# Happy birthday Darwin!!!



## Mr2dude (Apr 24, 2014)

So today is my columbian tegu's 1rst birthday. I decided I would join the forum as celebration. I've been lurking in the shadows for a while lol. So my Darwin was 2 months old when I got him and he was almost at the 6 inch mark. He is now almost 3 feet long and still growing!!! When I got Darwin the pet shop warned me that these are aggressive and recommended a bts or beardie instead. I've heard this a lot about this species, but I don't understand why they have the bad rep... He's more tame than my cats!!!


----------



## Josh (Apr 24, 2014)

Woo hooo Darwin! Congrats on 1 yr and welcome to the TeguTalk forum! Glad you've finally decided to join us!  
Would love to see some more photos of Darwin in our media gallery as well!


----------



## nessanicolle (Jul 8, 2014)

Adorable. I miss my Columbian!


----------



## zfro (Jul 8, 2014)

I'm so glad to hear that you have cats with him. How long did it take for them to get used to each other ?


----------



## Mr2dude (Jul 9, 2014)

zfro said:


> I'm so glad to hear that you have cats with him. How long did it take for them to get used to each other ?

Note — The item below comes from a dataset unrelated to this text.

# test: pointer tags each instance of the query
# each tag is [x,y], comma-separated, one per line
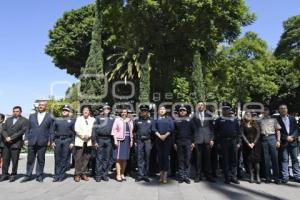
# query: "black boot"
[257,169]
[251,173]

They actually don't interact... We had Darwin escape once and found him in the bathroom cornered by the cats, whipping at them. Thank god he wasn't hurt or anything. I think the cats were just curious, but I wouldn't want to chance it.


----------



## Mr2dude (Jul 9, 2014)

It's kinda crazy... He's grown another 3" since his birthday and is now 3' 4"...


----------



## zfro (Jul 10, 2014)

That's how my cats are with him they are pretty curious but don't really touch him. One of my cats his at another cat because they were getting close to my tegu (vader)


----------